Parsing Tests

Testing some approaches to parsing TWiki marked up text in Ruby.

%SECTION{summary}%

See:

Background and Discussion
Results
Partial Comments from Robert Klemme
Regular Expressions
Program Notes
Attached files
Testing Uppercase URLs
Testing a Web (only) Link
Testing List Items
Contributors
Revision Comment
Page Ratings

Background and Discussion

I'm working on writing a wiki-like thing (with a bigger scope than most wikis). I've decided to learn Ruby (after giving up on C, C++, and Perl--I almost decided to use Python, but decided to go on and try Ruby, and that's where I am now), so I'm trying to write at least some early versions in Ruby. Although there are other places I could start, probably with greater effect (as I could always use TWiki as the "back end" to my "bigger scope" ideas), I got started on the idea of parsing (and then translating to HTML) the TWiki markup.

Because TWiki seems slow (for a lot of reasons other than the parsing / HTML translation code including things like my dial up connection, and TWiki dynamic content generation (like the inline search thingie)), I'd like to make this code as efficient as reasonably possible.
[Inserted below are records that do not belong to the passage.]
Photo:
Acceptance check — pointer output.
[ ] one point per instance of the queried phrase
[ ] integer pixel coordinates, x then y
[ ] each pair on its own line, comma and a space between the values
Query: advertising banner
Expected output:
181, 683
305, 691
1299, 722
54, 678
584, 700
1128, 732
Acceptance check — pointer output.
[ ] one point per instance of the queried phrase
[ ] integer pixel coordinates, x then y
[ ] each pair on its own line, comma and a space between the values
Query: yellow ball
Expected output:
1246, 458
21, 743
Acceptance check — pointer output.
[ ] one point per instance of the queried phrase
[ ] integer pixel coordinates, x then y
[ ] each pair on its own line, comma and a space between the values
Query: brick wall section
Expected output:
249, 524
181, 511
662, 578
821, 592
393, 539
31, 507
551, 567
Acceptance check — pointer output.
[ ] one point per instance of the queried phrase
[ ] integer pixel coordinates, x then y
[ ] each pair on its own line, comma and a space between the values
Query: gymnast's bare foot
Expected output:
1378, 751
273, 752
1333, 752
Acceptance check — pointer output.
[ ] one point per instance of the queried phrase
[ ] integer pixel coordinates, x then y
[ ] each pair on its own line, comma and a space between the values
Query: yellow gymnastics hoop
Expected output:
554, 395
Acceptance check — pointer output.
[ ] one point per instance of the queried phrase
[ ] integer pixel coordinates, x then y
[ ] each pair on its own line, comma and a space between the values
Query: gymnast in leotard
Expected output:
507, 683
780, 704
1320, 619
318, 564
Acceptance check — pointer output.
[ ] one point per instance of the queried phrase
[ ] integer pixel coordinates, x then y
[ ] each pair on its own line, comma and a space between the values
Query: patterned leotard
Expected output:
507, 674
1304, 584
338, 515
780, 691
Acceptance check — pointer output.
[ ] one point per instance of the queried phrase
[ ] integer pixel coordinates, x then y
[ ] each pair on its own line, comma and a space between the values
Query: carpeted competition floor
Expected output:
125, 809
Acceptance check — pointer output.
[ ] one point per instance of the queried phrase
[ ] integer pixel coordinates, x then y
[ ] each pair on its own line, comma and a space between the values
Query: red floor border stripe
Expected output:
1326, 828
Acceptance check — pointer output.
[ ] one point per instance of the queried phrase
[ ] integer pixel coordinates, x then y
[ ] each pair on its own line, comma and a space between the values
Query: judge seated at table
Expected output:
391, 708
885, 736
I may even rewrite it someday in something like C.

My impression is that many wikis do the parsing by multiple RE (Regular Expression) passes through the entire document. I decided to try to make a single pass through the document instead. I've vacillated on the approach. I've investigated a character by character approach enough to believe that I could do it. More recently, I've been investigating a hybrid approach in which I go through the document character by character to find places where a (more complex) RE might match, then invoke the RE at that particular place.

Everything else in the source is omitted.